November 12, 2013

Parsons Med. Supply, Inc. v GEICO Gen. Ins. Co. (2013 NY Slip Op 52328(U))

Headnote

The main issue in this case was whether prejudgment interest should accrue from the filing or the service of the summons and complaint in an action by a provider to recover assigned first-party no-fault benefits. The relevant facts in this case were that the plaintiff filed the summons and complaint in October 2008, but service was not completed until January 2009. A nonjury trial was subsequently held, and the Civil Court found in favor of the plaintiff, awarding them the principal sum plus interest from the date of filing. The defendant argued that interest should have been awarded from the date of service, rather than from the date of filing. The court held that interest on a no-fault claim does not accrue until the date of service of the summons and complaint and not from the date of filing. Therefore, the judgment was modified, and the matter was remitted to the Civil Court for a re-calculation of statutory interest in accordance with the court's decision.

Reported in New York Official Reports at Parsons Med. Supply, Inc. v GEICO Gen. Ins. Co. (2013 NY Slip Op 52328(U))

SUPREME COURT, APPELLATE TERM, SECOND DEPARTMENT, 2d, 11th and 13th JUDICIAL DISTRICTS

Parsons Medical Supply, Inc. as Assignee of ISRAEL ADORAM, Respondent,

against

GEICO General Ins. Co. Appellant.

Appeal from an order of the Civil Court of the City of New York, Kings County (Reginald A. Boddie, J.), entered October 19, 2011. The order, insofar as appealed from as limited by the brief, denied defendant’s motion to modify a judgment.
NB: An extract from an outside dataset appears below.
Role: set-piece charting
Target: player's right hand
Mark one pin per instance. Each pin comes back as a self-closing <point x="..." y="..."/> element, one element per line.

ORDERED that the order, insofar as appealed from, is reversed, with $30 costs, defendant’s motion to modify the judgment is granted, and the matter is remitted to the Civil Court for a re-calculation of statutory interest in accordance with the decision herein.

On this appeal in an action by a provider to recover assigned first-party no-fault benefits, the issue is whether prejudgment interest should accrue from the filing, or the service, of the summons and complaint.

Insofar as is relevant to this appeal, the facts are as follows: Plaintiff filed the summons and complaint in this action on October 27, 2008, but service was not completed until January 26, 2009. Subsequently, a nonjury trial was held, limited to the issue of medical necessity. At the beginning of the trial, the parties stipulated that, among other things, defendant had sent timely denials of the claims at issue in December 2007 and January 2008. After the trial, the Civil Court found that defendant had not proven its defense and directed that judgment be entered in favor of plaintiff. Based upon an assessment of damages submitted by plaintiff, a judgment was entered on March 12, 2011 awarding plaintiff the principal sum of $2,680 plus interest in the sum of $1,393.60, the interest being awarded from October 27, 2008, the date of the filing of the summons and complaint. Defendant thereafter moved to modify the judgment, arguing that, pursuant to CCA 412, the interest should have been awarded from January 26, 2009, the date of the service of the summons and complaint. The Civil Court denied defendant’s motion. We reverse.

The no-fault regulations provide, in pertinent part:


“If an applicant does not request arbitration or institute a lawsuit within 30 days after the receipt of a denial of claim form or payment of benefits calculated pursuant to Insurance Department regulations, interest shall not accumulate on the disputed claim or element of claim until such action is taken . . .” (Insurance Department Regulations [11 NYCRR] § 65-3.9 [c]).
In this case, defendant timely denied the claims at issue and plaintiff did not commence the action within 30 days the of receipt of those denials. Thus, the interest did not begin to accrue until plaintiff commenced this action. New York City Civil Court Act 400 (1) provides that a Civil Court action is commenced by the filing of a summons and complaint. However, section 412 of the New York City Civil Court Act further provides:
“In any action, petition, order to show cause or other proceeding wherein interest accrues from the date of the inception of the action, petition, order or proceeding, said entitlement to interest shall not begin to accrue until service is completed by the actual index number being properly depicted on the summons and provided to the party to be charged with the payment of interest.”
Because the no-fault regulations provide that, in situations such as the one here, interest on a no-fault claim does not accrue until the date of the inception of the action, CCA 412 applies (see 65 Siegel’s Practice Review, The New § 412, on the Accrual of Interest, at 1 [Sept. 2005]; All Boro Psychological Servs., P.C. v GEICO Gen. Ins. Co., 38 Misc 3d 268 [Civ Ct, Kings County 2012]). Therefore, the interest in this case should have been awarded from the date of the service of the summons and complaint, rather than from the date of the filing thereof.

Accordingly, the order, insofar as appealed from, is reversed, defendant’s motion to modify the judgment is granted, and the matter is remitted to the Civil Court for a re-calculation of statutory interest in accordance with this decision.

Pesce, P.J., Weston and Rios, JJ., concur.